The solution to a recent problem I had with NVidia and CUDA
Published

June 7, 2021

I recently had an unplanned restart of my deep learning machine. When it started up CUDA failed to work and I got the message NVIDIA-SMI has failed because it couldn’t communicate with the NVIDIA driver. Make sure that the latest NVIDIA driver is installed and running. Sure enough the /dev/nvidia* files were missing.

I normally run the machine headless as I can just ssh into it and do everything remotely. Since some of the advice online suggested turning off secure boot I had to hook the machine up to a monitor and keyboard. After doing this I discovered that secure boot was off and that the screen became graphically corrupted after loading the nvidia driver. The machine doesn’t even have a graphical user interface, so the corruption was of the lines of text.

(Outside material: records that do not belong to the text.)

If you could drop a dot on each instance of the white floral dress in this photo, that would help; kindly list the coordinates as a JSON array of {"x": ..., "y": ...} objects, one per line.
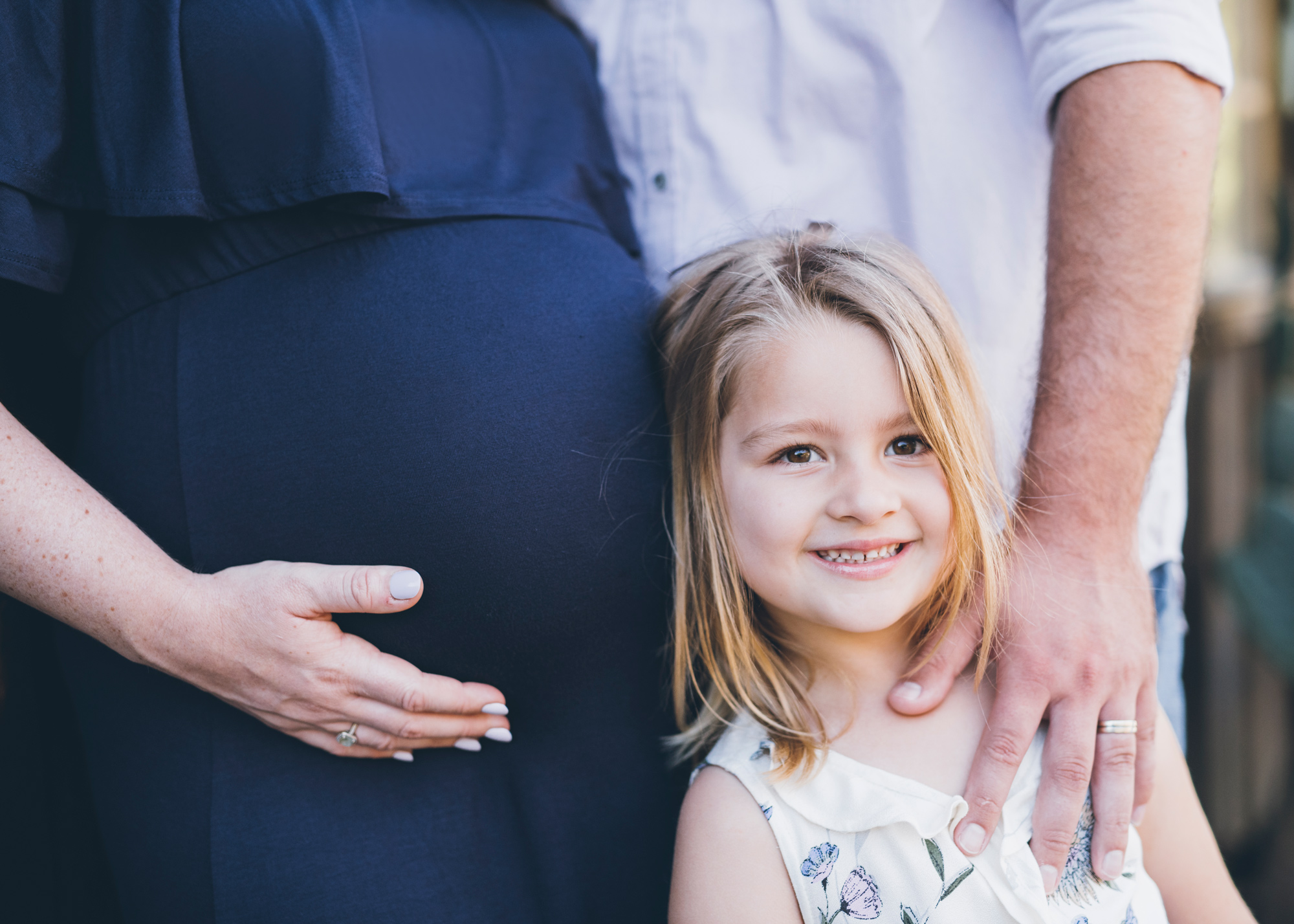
[{"x": 865, "y": 844}]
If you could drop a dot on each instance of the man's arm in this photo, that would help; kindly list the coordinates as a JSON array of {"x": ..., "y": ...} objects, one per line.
[{"x": 1126, "y": 234}]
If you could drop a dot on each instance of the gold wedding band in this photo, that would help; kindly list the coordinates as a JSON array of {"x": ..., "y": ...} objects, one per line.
[{"x": 1117, "y": 727}]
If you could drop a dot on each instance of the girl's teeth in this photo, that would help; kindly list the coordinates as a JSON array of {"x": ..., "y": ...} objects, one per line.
[{"x": 847, "y": 556}]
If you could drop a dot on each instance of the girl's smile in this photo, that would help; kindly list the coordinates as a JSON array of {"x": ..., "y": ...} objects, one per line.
[
  {"x": 865, "y": 560},
  {"x": 839, "y": 512}
]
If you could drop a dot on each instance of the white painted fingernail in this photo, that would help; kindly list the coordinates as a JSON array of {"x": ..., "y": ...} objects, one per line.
[
  {"x": 971, "y": 841},
  {"x": 909, "y": 690},
  {"x": 406, "y": 586},
  {"x": 1113, "y": 865}
]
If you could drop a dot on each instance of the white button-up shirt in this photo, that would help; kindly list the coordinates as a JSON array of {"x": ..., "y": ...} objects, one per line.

After doing a lot of uninstalling, downgrading, and testing I found that the mere act of installing the nvidia driver and loading it was enough to trigger the graphical corruption. So the problem wasn’t to do with CUDA or apex (which I separately suspected).

Instead the kernel had updated and the driver had problems with the new version. What I needed to do was to install the linux headers associated with the new kernel:

sudo apt-get install linux-headers-$(uname -r)

Maybe you should try this if you have a similar problem?